Coup de théâtre dans le dossier Amoura
Alors que la presse portugaise annonçait un accord de principe avec Benfica, le quotidien allemand Bild affirme désormais que l'attaquant algérien ne devrait pas quitter Wolfsburg cet été.
Le feuilleton Mohamed Amoura vient de prendre une direction que personne n'avait vue venir. Alors que la presse portugaise annonçait il y a une semaine un accord de principe avec Benfica, visite médicale programmée à l'appui, le quotidien allemand Bild affirme désormais que l'attaquant international algérien ne devrait pas quitter le VfL Wolfsburg cet été. La direction du club allemand aurait tranché, et pas dans le sens attendu.
Deux versions totalement contradictoires
Récapitulons ce dossier devenu illisible. Selon A Bola, tout était aligné : accord de principe entre le joueur et les Aigles, discussions avancées entre les clubs, examens médicaux planifiés. Puis un pépin physique est venu retarder l'officialisation, avant que la presse allemande n'enterre carrément l'opération. Entre Lisbonne et Wolfsburg, quelqu'un se trompe, ou quelqu'un négocie encore, et la vérité se situe probablement dans l'écart entre les deux récits : un transfert qui a réellement existé, mais qui achoppe sur un paramètre, médical ou financier, que personne n'assume publiquement.

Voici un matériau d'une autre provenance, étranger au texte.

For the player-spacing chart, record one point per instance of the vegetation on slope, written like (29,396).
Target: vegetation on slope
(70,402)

Et soyons francs : pour le joueur, ce scénario serait le pire de tous. Rester dans un club relégué en deuxième division allemande, après une saison déjà compliquée entre blessures et baisse de régime, ressemblerait à une régression pure pour un attaquant qui affolait l'Europe il y a dix-huit mois. Wolfsburg peut invoquer son contrat courant jusqu'en 2029 et sa volonté de s'appuyer sur ses meilleurs éléments pour remonter, l'argument sportif reste difficile à entendre pour un international de ce calibre.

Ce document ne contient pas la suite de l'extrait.